I took this photo on a dive in Cozumel Island, Mexico. The Caribbean Spiny Lobster is found all over the place, typically hiding under a rock as this one was.
This image was taken at the start of a night dive while there was still some ambient light. Typically, a night dive will normally be planned to commence just before sunset.
Lighting in underwater photography is very different compared to on land. Strobes are used for two reasons;
- To add colour back into an image, even if there is sufficient ambient light. The deeper you go, the more colours you lose. This is why you seen some photos taken underwater that are very blue.
- To add light to a subject where there is not enough and the image would be under exposed.
This image was taken with the aid of the video strobe (you can see the blue shadows in the sand).
When I'm diving, I have my main camera for still photos and a GoPro Hero4 Black mounted on top of the main camera housing. I also have a small video light to use when the red filter isn't appropriate as well as an Inon strobe for still photography for the main camera.

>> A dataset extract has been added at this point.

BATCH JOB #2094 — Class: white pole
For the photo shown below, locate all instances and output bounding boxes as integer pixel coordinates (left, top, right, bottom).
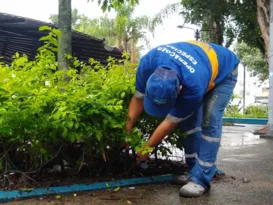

The GoPro by default gives this wide-angle view of a subject which allows you to get closer to larger subjects and keep more of it in frame. For this image, I shot a few seconds of video at 4K (60 frames / second) and was able to select the best still image from the clip.
When diving, you never really know what you are going to find and where there is a current like you often find in Cozumel, you have to take the shot as you pass by the subject. It isn't always possible to reposition yourself.
For underwater photos, I just try to follow a couple of guidelines and see how the images turn out:
- Always get the eyes in focus
- Avoid taking photos from above the subject (this rarely works)
- Always get as close to the subject as possible
I usually end of taking loads of photos of different things I see on a dive and delete a significant number of them. Generally, the inspiration is based on what I see and if I can get in a good position to take the shot. Consideration has to be given to the subject as many marine animals will swim off if you go anywhere near them. Fortunately, the Caribbean Spiny Lobster isn't one of them so you can get quite close.
I rarely, if ever take still images with a GoPro. Instead, I will shot a few seconds of video at the highest resolution the camera can offer, in this case 4K. Running at 60 frames per second allows me to pick the best possible capture and export it as a still image. The only draw back to this process is I don't have a RAW image, only a JPG which does limit what I can achieve in post processing to a degree.
In my camera bag
My underwater camera gives me a great deal of flexibility without being too heavy to carry around. The main parts are attached to the main camera housing so the only additional things I carry and may use are a "selfie stick" for my GoPro although I don't use this if there is a current. The other accessory is a piece of white plastic about A5 size. I use this to calibrate the main camera white balance when taking pictures at shallow dive sites (down to around 15m / 45ft). This is an alternative to using a flash.
For underwater photography, it is important your diving skills are as good as your photography skills. You should always be conscious of the immediate surrounds and not have to rely on standing on coral or grabbing hold to of the reef to steady yourself. There are plenty of small creatures you may not even see so don't potentially destroy things for a photo. Sometimes, you just have to accept you can't get the shot you want and move on.